Lee Miller's lens on the 20th century

Renowned photographer Lee Miller was in the right places at the right time during World War II. She photographed London during the blitz, Normandy after D-Day, and the liberation of Dachau concentration camp.

Philadelphia Museum of Art/Lee Miller Archives/AP
Life and Art: 'Portrait of Space,' near Siwa, Egypt, (1937), by Lee Miller. Ms. Miller was known for her Surrealist style of photography.
Matt Rourke/AP
A person walks past a Lee Miller self-portrait photograph at the Philadelphia Museum of Art.

The legend of art and war photographer Lee Miller (1907-1977) perhaps began when Elizabeth Miller from Poughkeepsie, N.Y., chose to abbreviate her first name to Lee. Modern, informal, with a hint of panache, that name would help carry this daughter of an amateur photographer into the center of the 20th century's whirlwind of events – from which she would emerge as a key player and important artist.

Among the world's small cadre of renowned woman photographers, Lee Miller has become an icon and mythic figure of fascination for many. Her photographs are compelling, but her reputation transcends them, to a point where her life story has become inextricable from her art.

Now, Miller's life and work are being newly explored in an exhibition – "The Art of Lee Miller" – at the Philadelphia Museum of Art, honoring her centenary with a selection of more than 100 of her photographs. The impetus for the show, which originated in London, is Antony Penrose, Miller's son from her marriage to British Surrealist Roland Penrose.

Mr. Penrose, who spoke at the opening of the exhibit, said that his mother, who struggled with alcoholism during his childhood, almost never talked about her accomplishments as a photographer. When she died, he discovered boxes of her negatives and has devoted his life ever since to reestablishing her reputation as a photographer.

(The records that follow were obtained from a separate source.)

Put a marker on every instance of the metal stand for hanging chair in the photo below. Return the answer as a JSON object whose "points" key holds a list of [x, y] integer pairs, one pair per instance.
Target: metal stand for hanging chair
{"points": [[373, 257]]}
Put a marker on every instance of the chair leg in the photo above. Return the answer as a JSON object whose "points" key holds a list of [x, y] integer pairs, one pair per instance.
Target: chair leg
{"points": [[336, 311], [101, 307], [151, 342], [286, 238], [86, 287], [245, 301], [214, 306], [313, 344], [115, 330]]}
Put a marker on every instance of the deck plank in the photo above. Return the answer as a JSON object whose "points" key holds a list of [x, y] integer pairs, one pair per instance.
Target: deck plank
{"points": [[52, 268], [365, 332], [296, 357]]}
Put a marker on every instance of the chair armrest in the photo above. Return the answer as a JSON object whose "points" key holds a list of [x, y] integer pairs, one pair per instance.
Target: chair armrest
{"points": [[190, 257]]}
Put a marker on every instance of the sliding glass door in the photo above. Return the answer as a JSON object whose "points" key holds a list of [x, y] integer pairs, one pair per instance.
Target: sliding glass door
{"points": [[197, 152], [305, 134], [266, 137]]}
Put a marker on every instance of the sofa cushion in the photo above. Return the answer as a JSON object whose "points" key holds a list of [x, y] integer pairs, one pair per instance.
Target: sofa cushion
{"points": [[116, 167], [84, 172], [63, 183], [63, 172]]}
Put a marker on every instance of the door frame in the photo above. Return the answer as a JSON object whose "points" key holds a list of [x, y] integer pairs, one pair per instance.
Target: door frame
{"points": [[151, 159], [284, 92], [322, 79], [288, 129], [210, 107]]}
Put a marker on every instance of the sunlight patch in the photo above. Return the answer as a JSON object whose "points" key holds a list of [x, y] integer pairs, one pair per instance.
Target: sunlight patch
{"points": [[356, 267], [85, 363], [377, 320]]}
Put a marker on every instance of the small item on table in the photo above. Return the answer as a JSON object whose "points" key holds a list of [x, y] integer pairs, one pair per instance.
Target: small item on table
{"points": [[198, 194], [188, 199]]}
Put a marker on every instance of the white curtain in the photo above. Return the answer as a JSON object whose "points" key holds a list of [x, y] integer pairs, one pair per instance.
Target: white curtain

If much of the knack of being a successful photographer is about being in the right place at the right time, Miller certainly was. She arrived in Paris in 1929 soon after the dawn of Surrealism and got to know Man Ray, Pablo Picasso, and Jean Cocteau, developing a Surrealist style and attitude that defined her work.

When World War II arrived, she was there, one of only six accredited female war photographers in Europe. She photographed London during the blitz, Normandy after D-Day, and the liberation of Dachau concentration camp.

What is unusual about Miller is her mystique: a mysterious blend of who she was, what she did, and how she did it. Initially a New York model, Miller refused to be confined by the categories of fashion and appearance, rejecting style in favor of substance. In her war photography, she ultimately proved for an era that a beautiful woman can also be talented and brave. Indeed, it is difficult to think of a single other female photographer who started her career in front of the camera but chose to adopt a life behind it.

Miller was discovered by publishing magnate Condé Nast, who launched her career as a model by putting a drawing of her on the cover of Vogue in March 1927. Once in Europe, she fell in love with action and the frontiers of art and current events. Her life is best summed up in her own statement: "I'd rather take a photograph than be one."

Many of Miller's photographs bear the eerie stamp of Surrealism, the style that she discovered during the photographic work she did in Paris as an apprentice to expatriate American artist Man Ray.

Surrealism is said to be about dreamlike freedom from conventional constraints, and in her photography, Miller favored offbeat subjects like carousels, flea markets, and spilled tar. "She saw her world with a delicate, cool elegance," Penrose said of her photos in his 1985 book, "The Lives of Lee Miller."

But there was a point where Miller had had enough of Paris, and, in 1932, she temporarily returned to New York and established her own studio where she concentrated on commercial work and portraits.

In 1935, her life took an unexpected turn when she married Egyptian businessman Aziz Eloui Bey in New York and moved to Cairo. There, she took photos of desert life in her own inimitable style, such as the famous image of escape, "Portrait of Space," pictured here.

Adjustment to formal society in Egypt was difficult for the free-spirited Miller, and she left to live in England in 1939. Her photos of wartime Britain gained wide attention.

Tall, vibrant, and uncontainable, Lee Miller was a woman who broke new ground in art and in life. In the process, she has become nothing less than a legend who saw and recorded the upheavals of the 20th century through her own lens.

• "The Art of Lee Miller" will be at the Philadelphia Museum of Art until April 27. It will be at San Francisco MOMA from July 1-Sept. 21. It then travels to the Jeu de Paume, Paris, where it will be on exhibit from Oct. 14-Jan. 11, 2009.